Back at the hotel, we checked out and put our bags in storage. We then hopped on the subway and took it to the Prenzlauer Berg district. We walked past the oldest water tower in Berlin. Built in 1877, it has apartments around the base that housed maintenance workers. We also passed the largest synagogue in Germany. There were two police officers guarding the entrance.

Farther north we visited the Everyday Life in the DDR Museum. We gave ourselves the audio tour. It is reasonably entertaining but a little bit of a repeat from Leipzig. Most factories had an onsite day-care facility. It was probably less about social welfare and more about solving the worker shortage with women. The DDR had the highest proportion of working women in Europe. One interesting item for us was the rare entrepreneurial product. It was a camping tent that fit over the Trabi auto. It was highly coveted as a way to escape their rigid dreary life, but raw materials were hard to acquire.

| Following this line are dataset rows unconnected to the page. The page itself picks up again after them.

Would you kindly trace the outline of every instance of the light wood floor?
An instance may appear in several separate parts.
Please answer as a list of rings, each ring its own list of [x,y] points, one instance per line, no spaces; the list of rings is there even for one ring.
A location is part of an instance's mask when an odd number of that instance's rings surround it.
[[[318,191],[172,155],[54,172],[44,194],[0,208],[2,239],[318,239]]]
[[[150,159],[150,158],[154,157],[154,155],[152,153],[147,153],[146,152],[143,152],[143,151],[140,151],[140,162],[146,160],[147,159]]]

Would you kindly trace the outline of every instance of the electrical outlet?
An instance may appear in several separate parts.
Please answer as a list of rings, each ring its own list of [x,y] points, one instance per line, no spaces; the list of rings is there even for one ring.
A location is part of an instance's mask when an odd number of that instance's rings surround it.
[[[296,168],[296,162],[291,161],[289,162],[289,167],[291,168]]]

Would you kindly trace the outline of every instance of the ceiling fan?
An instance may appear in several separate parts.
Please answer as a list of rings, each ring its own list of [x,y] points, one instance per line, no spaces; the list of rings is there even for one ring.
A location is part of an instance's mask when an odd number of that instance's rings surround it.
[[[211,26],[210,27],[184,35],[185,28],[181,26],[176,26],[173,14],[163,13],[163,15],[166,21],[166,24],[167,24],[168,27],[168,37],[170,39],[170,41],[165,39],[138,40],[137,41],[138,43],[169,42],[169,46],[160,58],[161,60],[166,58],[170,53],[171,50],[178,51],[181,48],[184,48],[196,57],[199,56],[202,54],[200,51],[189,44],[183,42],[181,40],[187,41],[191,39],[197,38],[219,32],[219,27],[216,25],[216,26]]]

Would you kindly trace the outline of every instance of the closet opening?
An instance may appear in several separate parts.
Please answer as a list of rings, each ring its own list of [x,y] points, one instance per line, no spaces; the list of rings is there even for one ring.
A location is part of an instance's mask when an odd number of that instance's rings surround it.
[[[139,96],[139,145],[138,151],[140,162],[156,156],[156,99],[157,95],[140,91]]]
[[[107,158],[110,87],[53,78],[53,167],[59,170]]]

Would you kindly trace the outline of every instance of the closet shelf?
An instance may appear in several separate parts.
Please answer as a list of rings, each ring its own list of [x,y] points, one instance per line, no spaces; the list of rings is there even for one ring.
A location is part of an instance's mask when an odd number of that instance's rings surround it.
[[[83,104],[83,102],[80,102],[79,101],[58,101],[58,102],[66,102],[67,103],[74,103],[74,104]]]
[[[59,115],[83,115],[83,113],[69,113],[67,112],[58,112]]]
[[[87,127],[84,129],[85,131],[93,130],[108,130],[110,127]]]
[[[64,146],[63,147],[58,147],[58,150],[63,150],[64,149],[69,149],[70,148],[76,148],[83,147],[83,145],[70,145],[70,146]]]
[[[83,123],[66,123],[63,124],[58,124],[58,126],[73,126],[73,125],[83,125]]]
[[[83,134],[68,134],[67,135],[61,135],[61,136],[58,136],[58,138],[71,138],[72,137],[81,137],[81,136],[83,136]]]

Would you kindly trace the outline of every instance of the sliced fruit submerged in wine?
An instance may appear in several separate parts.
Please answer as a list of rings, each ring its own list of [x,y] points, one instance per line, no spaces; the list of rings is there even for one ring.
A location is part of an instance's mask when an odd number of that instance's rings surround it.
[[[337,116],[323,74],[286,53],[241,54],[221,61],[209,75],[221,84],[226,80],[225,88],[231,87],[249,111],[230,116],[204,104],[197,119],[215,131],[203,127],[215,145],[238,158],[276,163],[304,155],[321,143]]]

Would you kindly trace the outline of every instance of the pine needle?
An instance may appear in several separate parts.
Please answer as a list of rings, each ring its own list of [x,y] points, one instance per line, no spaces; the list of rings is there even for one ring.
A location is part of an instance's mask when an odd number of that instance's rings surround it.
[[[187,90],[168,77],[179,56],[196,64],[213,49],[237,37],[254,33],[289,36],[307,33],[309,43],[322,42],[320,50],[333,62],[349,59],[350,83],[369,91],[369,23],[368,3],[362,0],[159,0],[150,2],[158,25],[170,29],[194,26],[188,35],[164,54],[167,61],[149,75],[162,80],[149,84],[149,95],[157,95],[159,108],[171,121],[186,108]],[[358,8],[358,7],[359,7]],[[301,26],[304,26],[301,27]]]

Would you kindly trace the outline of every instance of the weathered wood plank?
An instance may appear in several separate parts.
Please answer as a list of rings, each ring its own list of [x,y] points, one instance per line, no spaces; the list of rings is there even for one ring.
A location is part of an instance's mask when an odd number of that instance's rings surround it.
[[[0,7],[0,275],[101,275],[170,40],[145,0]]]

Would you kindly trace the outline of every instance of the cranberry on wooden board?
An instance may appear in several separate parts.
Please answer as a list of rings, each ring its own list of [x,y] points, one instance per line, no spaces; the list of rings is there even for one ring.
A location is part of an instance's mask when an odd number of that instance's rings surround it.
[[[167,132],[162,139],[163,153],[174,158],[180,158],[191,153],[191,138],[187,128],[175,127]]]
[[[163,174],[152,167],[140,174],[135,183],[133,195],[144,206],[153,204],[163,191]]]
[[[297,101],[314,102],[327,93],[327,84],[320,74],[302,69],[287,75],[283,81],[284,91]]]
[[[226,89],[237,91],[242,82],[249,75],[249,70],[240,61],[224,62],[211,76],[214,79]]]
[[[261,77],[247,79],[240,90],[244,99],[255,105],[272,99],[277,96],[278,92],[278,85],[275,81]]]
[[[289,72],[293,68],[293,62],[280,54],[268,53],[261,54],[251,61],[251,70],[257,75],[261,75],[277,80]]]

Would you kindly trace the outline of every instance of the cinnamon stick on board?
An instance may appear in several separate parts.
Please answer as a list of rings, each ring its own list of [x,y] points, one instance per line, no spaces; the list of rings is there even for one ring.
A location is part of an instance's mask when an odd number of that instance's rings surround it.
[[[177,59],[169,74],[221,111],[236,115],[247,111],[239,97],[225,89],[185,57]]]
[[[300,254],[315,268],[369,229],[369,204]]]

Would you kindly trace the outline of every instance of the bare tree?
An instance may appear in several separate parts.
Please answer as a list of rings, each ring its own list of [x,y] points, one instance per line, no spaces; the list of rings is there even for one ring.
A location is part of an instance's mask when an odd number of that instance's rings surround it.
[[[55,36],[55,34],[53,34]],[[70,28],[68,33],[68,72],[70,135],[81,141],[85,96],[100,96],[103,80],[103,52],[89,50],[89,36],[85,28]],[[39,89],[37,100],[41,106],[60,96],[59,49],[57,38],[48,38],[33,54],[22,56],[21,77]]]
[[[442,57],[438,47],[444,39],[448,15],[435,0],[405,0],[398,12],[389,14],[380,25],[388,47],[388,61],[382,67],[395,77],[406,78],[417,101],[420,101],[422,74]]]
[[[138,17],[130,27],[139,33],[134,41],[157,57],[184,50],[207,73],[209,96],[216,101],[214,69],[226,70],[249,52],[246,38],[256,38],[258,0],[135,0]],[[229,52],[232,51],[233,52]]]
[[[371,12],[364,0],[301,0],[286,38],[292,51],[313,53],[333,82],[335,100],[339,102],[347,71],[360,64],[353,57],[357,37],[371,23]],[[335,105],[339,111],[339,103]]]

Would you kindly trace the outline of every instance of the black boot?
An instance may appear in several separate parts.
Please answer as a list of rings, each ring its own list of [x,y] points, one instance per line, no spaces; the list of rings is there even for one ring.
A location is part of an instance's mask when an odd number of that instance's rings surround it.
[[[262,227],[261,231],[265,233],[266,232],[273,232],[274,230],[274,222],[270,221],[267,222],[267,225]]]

We went looking for lunch but most restaurants do not open until noon. After much cajoling, Aimee agreed to a Turkish Doner inside Pita bread. It was delicious. Even Aimee had to agree.

We then took the train southeast to the Karlshorst Museum. This building is where the German Army surrendered unconditionally to the Allies. A Russian T-34 tank sits outside. During the Cold War, it contained a Russian museum dedicated to the Great Patriotic War. Since reunification it has been updated.

On the ground floor is the meeting room where the surrender document was signed. The upper floors have an extensive museum about WWII. It is unique in that it is mostly from the Russian perspective focusing on the Eastern Front where the majority of the fighting and casualties occurred. It wasn’t in the Western American/British front. The exhibits are lengthy and we are running out of time so we fly through it. Interestingly the EU has made August 23, a holiday to remember the victims of Totalitarian regimes. That is the day Germany and Russia signed their compact prior to them invading Poland and starting WWII.

From Karlshorst, we made our way back to the hotel to pick up our luggage. We then found the right trains to get us to the Berlin Airport. Our choices were fewer because of construction on some of the commuter rail lines. That has been a problem during our entire German tour.

We had a burger and salad dinner at our airport hotel.